Sometimes he remained away from home several nights at a time. He did not tell the members of the family where he had spent his time. He complained about his money in the farm.
As far as his parents and brothers and sisters knew, he did not squander his earnings. They knew that he was never generous with them—never gave them presents.
His first exhibition of an interest in anarchy was about five years ago, when he was 23 years old. He did not talk much about it at home. His brothers read the Polish newspapers, which frequently contained articles on socialism and anarchy. He declared his belief in the doctrine of equality and force when these articles were read to him in pretty much this manner:
“That’s right; that’s right. I believe in that.”
But he never attempted to inflict his views on the other members of the family. He entertained a rather contemptuous view for their humble beliefs. He did not confide in them.
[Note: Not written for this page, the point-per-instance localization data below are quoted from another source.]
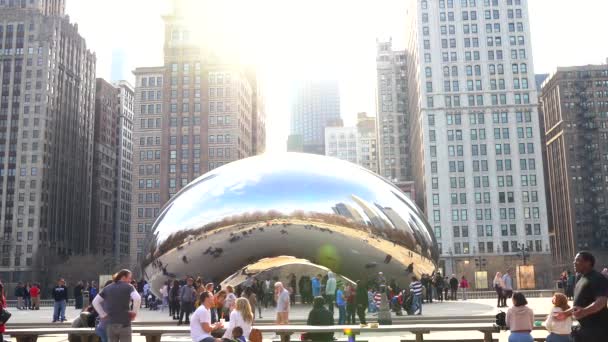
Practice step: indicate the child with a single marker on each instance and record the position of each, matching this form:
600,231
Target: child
237,334
558,330
520,319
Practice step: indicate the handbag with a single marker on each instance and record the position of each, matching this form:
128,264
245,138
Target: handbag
4,316
255,335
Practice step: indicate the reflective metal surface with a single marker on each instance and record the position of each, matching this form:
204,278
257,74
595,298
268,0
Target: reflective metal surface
331,212
281,267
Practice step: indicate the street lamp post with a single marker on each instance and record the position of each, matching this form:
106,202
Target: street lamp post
524,253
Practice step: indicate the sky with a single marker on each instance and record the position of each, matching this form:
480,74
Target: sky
326,39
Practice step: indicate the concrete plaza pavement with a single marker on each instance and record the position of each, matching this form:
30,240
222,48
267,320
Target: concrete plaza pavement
473,307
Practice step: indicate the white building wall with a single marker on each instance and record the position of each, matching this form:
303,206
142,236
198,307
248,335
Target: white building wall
438,113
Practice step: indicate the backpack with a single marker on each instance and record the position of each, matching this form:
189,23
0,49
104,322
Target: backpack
501,320
255,335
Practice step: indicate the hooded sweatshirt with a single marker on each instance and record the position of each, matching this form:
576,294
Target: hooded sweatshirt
330,287
520,318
He first appeared at an anarchist meeting in 1896 at a hall on Superior street in Cleveland. He went there many times, always at night. He did not attempt to take an active part in the speeches or discussions.
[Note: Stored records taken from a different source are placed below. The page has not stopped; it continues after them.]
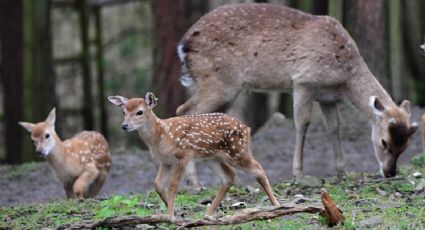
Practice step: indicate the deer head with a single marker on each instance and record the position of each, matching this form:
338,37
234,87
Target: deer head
42,134
136,110
391,130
The promoters of these meetings did not regard him seriously. They thought he was attracted more by curiosity than by any sincere belief in their teachings. Sometimes he remained away from the meetings for weeks at a time. He came in sullenly, ill-dressed, and usually sat in moody silence during the proceedings.
Applauded Radical Views.
Sometimes he would show his satisfaction
at the more radical speeches by saying:
“That’s right; that’s right! I believe in that!”
Sometimes he would talk with the speakers after they had left the hall, but they did most of the talking. He indorsed their rabid views.
His irregular appearances at the anarchist meetings continued over a period of three years. All this time he continued the same moody figure at home. It is not known that he ever saw or heard Emma Goldman more than once.
Last spring—the date is rather uncertain—he demanded the money he had put in the farm—$250. He was given $50 at first. He threw up his place in the wire mill and went to Chicago. He mixed up with the cult that makes money by printing and dissemination of anarchistic newspapers. He tried to join the Free Society, and gave as a reference the Sila Society of Cleveland.
He was suspected by the Chicago Reds. They thought he was a spy and did not encourage his visits, and he returned to Cleveland.
It was then that he heard Emma Goldman. He seemed to be deeply impressed by her address, which, according to the Cleveland police with whom the Post-Dispatch correspondent talked, was of the most rabid kind.
If the assurances of the Cleveland police are correct Miss Goldman not only suggested the use of force as a corrective for the supposed evils of society, but argued that it was the duty of young men not to marry.
The wretch that killed President McKinley seemed to construe her ravings in the most literal sense. He disappeared from Cleveland.
He turned up in Chicago and sought Miss Goldman. She probably told the truth about his coming to the house of the Isaaks, where she was staying, and accompanying her to the railway station. Nor is there any evidence to disprove her assertion that she never saw him again.
When he returned to Cleveland after meeting her it was to demand more of his money. One of his brothers consented to buy out his interest on the installment plan. He received more than $100 in five weeks.
He went to Buffalo and fraternized with the people in the foreign district. None of them knew anything about him. They thought he was a laborer out of work. They knew him as an anarchist, but paid no particular attention to him. He did not spend much time with them, but went to live at West Seneca, a suburb of Buffalo. The people there with whom he lodged knew nothing about him.
He disappeared after receiving a money order for $10 from his brother on account of the farm at Orange.
He went to Cleveland to demand more. He got it—either $30 or $40—and left again.
The next heard from him by the family was that he had killed the President. He himself told the Post-Dispatch correspondent that he had not decided to do it “until about one day before he done it,” though it had been in his “mind for several days.”